Following sensitivity analyses, 63,838 diagnosed AD cases and 806,335 controls were included for downstream analyses. The study further incorporated cerebrospinal fluid biomarker analyses (Aβ42 and pTau) and cognitive impairment assessments (Mini-Mental State Examination [MMSE]) in a subset of included participants (5,522 and 2,661, respectively). Notably, the study excluded pseudoautosomal regions from the analyses, primarily due to their exclusion from most participants' genotyping chips.

Analytical computation included association tests carried out under three X-chromosome inactivation (XCI) regimes accounting for different female XCI states – 1. Random XCI (r-XCI), 2. Skewed XCI (s-XCI), and 3. Escape XCI (e-XCI). Researchers additionally conducted sex-stratified analyses to account for variability induced by XCI mechanisms, which could result in stronger-than-expected effect sizes in males. Stringent quality control measures and sensitivity analyses were applied to ensure high data reliability and to mitigate potential false negatives arising from biobank-specific methodological differences.

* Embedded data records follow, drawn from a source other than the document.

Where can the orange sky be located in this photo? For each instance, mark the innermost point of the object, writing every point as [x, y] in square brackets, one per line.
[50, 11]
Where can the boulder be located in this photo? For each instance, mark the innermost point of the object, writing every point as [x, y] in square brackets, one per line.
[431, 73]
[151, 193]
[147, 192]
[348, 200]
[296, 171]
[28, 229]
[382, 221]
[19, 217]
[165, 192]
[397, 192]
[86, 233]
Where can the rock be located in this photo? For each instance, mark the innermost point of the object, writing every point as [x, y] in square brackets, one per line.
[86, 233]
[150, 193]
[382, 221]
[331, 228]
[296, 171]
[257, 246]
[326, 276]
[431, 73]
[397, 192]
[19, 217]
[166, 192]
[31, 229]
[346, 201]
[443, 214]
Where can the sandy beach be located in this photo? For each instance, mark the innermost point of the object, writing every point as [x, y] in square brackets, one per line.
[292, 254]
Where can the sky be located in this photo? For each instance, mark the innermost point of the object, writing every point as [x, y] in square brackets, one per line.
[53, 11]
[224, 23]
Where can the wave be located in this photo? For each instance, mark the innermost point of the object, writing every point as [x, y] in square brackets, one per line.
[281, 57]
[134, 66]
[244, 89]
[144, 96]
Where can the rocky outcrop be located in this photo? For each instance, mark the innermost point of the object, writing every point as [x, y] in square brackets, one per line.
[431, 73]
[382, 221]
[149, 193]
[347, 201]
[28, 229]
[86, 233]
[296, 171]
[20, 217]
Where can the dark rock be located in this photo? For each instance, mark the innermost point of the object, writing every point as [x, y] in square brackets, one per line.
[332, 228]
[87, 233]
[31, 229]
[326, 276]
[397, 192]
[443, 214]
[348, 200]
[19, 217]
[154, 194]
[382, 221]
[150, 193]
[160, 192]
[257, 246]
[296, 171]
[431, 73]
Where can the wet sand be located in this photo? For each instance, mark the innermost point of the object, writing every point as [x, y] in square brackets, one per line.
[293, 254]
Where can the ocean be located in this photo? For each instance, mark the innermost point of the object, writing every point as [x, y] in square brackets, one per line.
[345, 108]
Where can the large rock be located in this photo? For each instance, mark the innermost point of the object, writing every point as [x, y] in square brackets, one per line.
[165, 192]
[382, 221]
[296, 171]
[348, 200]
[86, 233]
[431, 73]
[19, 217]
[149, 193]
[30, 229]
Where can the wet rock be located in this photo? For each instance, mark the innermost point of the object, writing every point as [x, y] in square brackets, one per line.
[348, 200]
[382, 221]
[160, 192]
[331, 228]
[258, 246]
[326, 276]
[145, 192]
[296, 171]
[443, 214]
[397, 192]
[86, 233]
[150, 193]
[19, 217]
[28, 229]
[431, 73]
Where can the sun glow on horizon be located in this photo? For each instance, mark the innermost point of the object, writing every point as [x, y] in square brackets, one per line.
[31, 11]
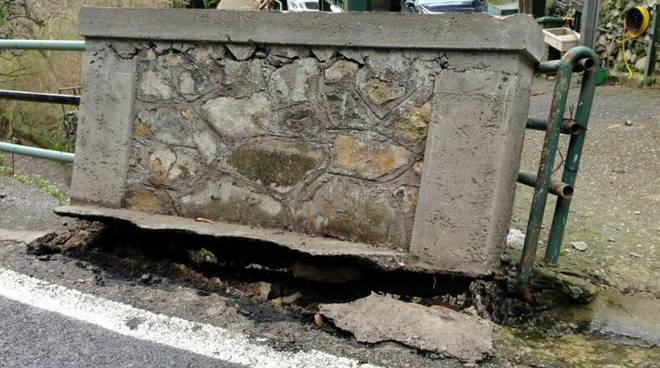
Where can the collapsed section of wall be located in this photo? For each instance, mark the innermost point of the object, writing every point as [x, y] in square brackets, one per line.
[399, 132]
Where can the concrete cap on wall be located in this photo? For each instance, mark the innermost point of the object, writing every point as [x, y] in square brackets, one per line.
[457, 31]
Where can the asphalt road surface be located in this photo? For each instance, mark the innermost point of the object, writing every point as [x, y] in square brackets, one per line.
[33, 337]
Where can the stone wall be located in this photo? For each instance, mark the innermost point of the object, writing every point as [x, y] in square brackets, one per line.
[324, 142]
[413, 149]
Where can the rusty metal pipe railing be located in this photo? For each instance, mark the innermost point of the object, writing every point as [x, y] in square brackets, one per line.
[568, 126]
[573, 156]
[558, 188]
[572, 60]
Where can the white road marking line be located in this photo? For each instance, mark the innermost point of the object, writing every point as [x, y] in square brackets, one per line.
[199, 338]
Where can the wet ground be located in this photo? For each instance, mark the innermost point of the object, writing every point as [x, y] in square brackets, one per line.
[616, 205]
[616, 212]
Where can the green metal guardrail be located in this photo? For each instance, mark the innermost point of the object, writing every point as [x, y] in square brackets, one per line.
[577, 59]
[37, 152]
[40, 97]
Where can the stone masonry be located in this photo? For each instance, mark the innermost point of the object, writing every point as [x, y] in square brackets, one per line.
[410, 149]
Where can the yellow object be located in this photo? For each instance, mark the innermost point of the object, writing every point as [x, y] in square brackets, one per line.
[637, 21]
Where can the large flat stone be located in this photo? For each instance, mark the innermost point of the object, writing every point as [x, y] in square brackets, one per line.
[379, 318]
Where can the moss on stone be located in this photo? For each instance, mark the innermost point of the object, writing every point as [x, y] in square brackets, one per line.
[142, 130]
[415, 125]
[268, 166]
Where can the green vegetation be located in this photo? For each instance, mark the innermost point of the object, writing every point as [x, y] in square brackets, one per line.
[34, 181]
[46, 125]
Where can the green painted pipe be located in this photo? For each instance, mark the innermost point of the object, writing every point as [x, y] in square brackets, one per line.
[565, 70]
[42, 45]
[557, 188]
[573, 156]
[37, 152]
[567, 126]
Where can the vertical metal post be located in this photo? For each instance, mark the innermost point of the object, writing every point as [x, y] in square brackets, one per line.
[525, 6]
[543, 177]
[572, 163]
[589, 23]
[649, 68]
[588, 61]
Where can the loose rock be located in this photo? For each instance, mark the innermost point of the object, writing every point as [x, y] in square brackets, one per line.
[581, 246]
[437, 329]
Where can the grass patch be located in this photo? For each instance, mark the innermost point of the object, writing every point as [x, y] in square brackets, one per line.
[35, 181]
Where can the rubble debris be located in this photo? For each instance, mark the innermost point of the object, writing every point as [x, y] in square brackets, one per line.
[437, 329]
[318, 320]
[580, 246]
[68, 239]
[21, 236]
[201, 256]
[265, 290]
[555, 284]
[515, 238]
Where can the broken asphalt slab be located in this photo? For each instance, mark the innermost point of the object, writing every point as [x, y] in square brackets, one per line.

"To maintain balance around allelic dosage between the sexes, X-chromosome inactivation (XCI) occurs in females. This process is where one X chromosome is transcriptionally silenced during female development. The choice of the silenced copy is most often random (random XCI or r-XCI), but inactivation can also be skewed toward a specific copy (skewed XCI or s-XCI). Importantly, up to one‐third of X‐chromosome genes 'escape' inactivation and are expressed from both X‐chromosomes in female cells (escape XCI or e-XCI)."

Finally, genetic colocalization computations comparing study outcomes (identified genetic loci) with preexisting protein- and expression-quantitative trait loci (pQTL and eQTL, respectively) datasets were employed to identify traits and biomarkers representative of cognitive decline.

Study Findings

The XWAS analyses conducted herein identified 666,264 r-XCI, 442,001 e-XCI, and 438,420 s-XCI variants, of which 288,320, 276,902, and 263,169, respectively, were common (minor allele frequency [MAF] ≥ 1%). Notably, none of the approaches employed identified genome-wide significant signals, suggesting that the non-pseudoautosomal regions of the X-chromosome are devoid of common AD-associated genetic risk factors.

Seven loci with X-chromosome-wide significance thresholds were identified, including four common loci (Xp22.32, FRMPD4, DMD, and Xq25) and three rare loci (WNK3, PJA1, and DACH2). These loci are highlighted as targets for future investigation and may hold the key to discovering clinical, therapeutic, and pharmacological interventions against AD genesis and progression.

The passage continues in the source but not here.